Databento sponsors Polars: accelerating data wrangling in financial applications

June 30, 2023
Title picture for Databento and Polars

Databento is proud to sponsor Polars, a high-performance dataframe library ideal for fast data wrangling. By leveraging Polars' capabilities, market data users can process and analyze large datasets with ease, allowing for timely and data-driven decisions in response to market changes.

Polars' ability to handle large datasets efficiently has attracted widespread adoption as a go-to solution for data exploration in finance. The library is particularly useful for single-machine workflows that process datasets containing fewer than 1 billion rows, which is a common occurrence in quantitative trading.

Databento is not the only financial user that has found Polars game-changing. Arthur Whitney, creator of kdb, notes his appreciation for Polars: "Time—user and machine—is expensive. Pandas and Polars are free—god bless them."

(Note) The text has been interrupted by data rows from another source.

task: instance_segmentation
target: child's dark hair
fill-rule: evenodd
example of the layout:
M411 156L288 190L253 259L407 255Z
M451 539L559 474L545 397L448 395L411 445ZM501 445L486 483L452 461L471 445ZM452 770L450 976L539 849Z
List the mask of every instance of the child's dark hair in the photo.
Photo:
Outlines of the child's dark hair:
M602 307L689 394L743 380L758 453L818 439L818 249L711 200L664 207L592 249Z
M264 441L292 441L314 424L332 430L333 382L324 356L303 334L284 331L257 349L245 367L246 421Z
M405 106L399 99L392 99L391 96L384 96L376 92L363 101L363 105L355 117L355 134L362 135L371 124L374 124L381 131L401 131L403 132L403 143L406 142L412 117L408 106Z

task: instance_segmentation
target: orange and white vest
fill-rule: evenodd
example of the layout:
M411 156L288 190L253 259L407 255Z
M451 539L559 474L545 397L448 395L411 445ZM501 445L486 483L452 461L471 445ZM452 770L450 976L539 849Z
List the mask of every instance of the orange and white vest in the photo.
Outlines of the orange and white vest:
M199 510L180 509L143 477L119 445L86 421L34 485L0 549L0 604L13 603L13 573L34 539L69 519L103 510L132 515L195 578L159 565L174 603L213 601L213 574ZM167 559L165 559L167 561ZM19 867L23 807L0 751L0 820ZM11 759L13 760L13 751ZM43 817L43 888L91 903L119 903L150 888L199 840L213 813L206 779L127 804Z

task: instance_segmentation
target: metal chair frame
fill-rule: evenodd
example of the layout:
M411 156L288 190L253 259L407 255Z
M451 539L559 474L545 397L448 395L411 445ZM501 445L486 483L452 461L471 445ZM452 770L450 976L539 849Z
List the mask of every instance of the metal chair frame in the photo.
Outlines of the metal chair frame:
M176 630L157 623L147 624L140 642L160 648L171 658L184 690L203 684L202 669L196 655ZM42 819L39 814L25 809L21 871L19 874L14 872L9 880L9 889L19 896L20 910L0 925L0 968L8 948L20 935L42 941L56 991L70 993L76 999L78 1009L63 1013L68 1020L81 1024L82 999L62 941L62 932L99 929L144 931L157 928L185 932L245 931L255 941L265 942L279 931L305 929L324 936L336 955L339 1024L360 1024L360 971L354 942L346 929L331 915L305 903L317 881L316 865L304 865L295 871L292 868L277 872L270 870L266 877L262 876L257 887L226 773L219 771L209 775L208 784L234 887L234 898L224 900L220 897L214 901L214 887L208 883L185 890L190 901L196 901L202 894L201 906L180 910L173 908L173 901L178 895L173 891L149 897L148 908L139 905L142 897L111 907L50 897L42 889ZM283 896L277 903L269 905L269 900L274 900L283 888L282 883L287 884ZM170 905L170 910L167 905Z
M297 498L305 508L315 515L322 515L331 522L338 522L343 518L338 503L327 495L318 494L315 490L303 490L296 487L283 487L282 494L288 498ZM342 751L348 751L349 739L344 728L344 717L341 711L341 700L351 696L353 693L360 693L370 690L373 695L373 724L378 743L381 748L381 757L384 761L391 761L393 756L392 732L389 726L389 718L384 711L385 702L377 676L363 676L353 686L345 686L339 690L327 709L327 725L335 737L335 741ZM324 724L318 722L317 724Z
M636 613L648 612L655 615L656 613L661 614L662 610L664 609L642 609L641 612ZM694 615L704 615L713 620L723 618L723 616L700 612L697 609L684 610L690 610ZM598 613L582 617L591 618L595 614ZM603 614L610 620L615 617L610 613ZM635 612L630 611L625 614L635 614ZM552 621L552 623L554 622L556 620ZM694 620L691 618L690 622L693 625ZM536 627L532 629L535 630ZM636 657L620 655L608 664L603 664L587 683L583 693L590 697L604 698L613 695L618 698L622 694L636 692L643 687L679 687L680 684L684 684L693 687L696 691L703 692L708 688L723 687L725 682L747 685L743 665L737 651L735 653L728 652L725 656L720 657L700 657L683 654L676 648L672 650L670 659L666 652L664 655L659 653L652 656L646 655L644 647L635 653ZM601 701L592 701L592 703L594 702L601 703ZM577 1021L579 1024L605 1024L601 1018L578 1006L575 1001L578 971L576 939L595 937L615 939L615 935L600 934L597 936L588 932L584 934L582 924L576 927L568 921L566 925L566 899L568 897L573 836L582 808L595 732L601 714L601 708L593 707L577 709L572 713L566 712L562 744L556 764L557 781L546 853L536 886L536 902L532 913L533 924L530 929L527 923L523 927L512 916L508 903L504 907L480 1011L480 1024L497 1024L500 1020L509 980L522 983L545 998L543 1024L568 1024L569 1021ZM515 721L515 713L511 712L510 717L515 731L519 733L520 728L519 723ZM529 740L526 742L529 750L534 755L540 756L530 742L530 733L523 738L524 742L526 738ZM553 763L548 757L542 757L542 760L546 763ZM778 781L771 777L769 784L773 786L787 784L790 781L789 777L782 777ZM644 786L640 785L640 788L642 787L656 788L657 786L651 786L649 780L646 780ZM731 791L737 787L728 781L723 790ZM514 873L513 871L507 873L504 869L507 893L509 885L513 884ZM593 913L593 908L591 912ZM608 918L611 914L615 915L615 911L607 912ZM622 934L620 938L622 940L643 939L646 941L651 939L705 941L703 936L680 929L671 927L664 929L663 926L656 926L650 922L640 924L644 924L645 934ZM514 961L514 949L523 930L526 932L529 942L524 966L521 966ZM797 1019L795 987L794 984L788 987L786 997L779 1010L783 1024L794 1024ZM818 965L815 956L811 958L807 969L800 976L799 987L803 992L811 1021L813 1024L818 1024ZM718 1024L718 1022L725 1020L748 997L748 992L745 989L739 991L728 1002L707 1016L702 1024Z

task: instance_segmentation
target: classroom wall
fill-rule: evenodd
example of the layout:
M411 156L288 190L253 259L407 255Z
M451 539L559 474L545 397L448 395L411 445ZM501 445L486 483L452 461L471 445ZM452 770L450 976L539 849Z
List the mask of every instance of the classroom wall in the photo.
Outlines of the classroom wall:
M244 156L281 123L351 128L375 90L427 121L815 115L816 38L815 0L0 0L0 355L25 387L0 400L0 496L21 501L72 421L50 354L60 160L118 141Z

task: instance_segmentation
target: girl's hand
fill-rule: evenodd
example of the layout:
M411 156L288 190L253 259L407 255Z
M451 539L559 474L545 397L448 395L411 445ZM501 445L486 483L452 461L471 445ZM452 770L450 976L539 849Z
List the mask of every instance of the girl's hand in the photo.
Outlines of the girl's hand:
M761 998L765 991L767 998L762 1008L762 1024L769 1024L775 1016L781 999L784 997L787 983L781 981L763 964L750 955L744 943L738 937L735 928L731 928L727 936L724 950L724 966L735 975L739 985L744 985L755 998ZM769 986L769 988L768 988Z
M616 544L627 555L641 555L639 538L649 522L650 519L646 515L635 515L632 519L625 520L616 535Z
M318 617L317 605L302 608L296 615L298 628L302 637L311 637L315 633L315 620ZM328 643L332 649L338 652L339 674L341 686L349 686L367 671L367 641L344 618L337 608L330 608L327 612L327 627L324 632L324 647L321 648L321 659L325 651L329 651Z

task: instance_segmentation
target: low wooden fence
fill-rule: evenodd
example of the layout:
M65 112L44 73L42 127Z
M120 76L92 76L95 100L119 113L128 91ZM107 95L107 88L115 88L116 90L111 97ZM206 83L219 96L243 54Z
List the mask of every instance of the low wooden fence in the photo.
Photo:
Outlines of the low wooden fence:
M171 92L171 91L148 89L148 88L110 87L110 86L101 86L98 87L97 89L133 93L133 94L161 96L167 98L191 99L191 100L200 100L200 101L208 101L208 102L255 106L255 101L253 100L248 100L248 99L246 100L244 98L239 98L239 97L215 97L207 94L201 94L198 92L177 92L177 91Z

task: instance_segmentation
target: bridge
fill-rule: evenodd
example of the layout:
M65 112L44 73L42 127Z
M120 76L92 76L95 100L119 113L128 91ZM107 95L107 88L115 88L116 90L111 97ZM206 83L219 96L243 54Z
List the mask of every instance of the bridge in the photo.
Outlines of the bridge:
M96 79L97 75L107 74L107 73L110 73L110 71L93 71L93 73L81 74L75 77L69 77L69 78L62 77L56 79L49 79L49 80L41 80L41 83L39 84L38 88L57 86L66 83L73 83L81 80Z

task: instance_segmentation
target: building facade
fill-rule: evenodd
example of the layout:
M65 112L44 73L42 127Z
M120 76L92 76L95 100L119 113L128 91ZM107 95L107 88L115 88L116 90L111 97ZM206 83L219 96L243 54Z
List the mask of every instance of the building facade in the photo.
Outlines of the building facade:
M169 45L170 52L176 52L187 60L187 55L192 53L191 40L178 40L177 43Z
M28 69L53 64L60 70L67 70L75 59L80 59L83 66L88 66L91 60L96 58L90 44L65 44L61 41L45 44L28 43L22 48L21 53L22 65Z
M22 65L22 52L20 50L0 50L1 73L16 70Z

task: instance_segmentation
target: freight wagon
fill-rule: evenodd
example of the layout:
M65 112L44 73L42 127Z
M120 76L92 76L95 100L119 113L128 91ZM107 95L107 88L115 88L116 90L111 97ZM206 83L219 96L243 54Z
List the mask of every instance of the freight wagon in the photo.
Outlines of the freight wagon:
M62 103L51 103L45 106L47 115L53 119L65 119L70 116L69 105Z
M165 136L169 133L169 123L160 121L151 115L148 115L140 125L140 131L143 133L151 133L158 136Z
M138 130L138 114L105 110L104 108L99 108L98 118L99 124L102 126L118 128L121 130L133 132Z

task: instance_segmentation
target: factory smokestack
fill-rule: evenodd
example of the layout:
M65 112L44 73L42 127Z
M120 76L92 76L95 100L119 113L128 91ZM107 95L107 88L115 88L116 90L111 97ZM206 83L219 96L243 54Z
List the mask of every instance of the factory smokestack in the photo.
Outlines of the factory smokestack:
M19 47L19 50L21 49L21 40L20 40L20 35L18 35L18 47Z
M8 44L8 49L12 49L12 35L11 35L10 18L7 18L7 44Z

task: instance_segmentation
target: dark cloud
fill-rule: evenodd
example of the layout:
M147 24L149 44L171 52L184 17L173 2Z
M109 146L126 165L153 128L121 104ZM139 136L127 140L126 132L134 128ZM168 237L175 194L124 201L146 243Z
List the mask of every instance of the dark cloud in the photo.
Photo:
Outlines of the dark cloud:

Polars offers an exciting alternative to Pandas, with a few notable properties:

  • Impressive performance gains: Benchmark tests have shown Polars outperforming Pandas and other competing solutions by 8–15x. This stems from Polars' various optimizations; the use of parallelism processing and SIMD; lazy evaluation and reduction of copies; efficient memory traversal patterns, and more.
  • Familiar syntax: Polars offers a syntax similar to Pandas, making it easy for users to transition while delivering significant speed improvements.
  • Efficient columnar format: Polars is built on Apache Arrow and provides bindings for its excellent memory-mapping API that makes it easier to handle datasets much larger than available RAM—typically encountered in tick-level and order book data — on a single machine.
  • Cross-compatibility with Rust: pyo3-polars exposes pyo3 extensions for Polars's primary data structures, making it easy to extend Polars with user-defined functions compiled in Rust.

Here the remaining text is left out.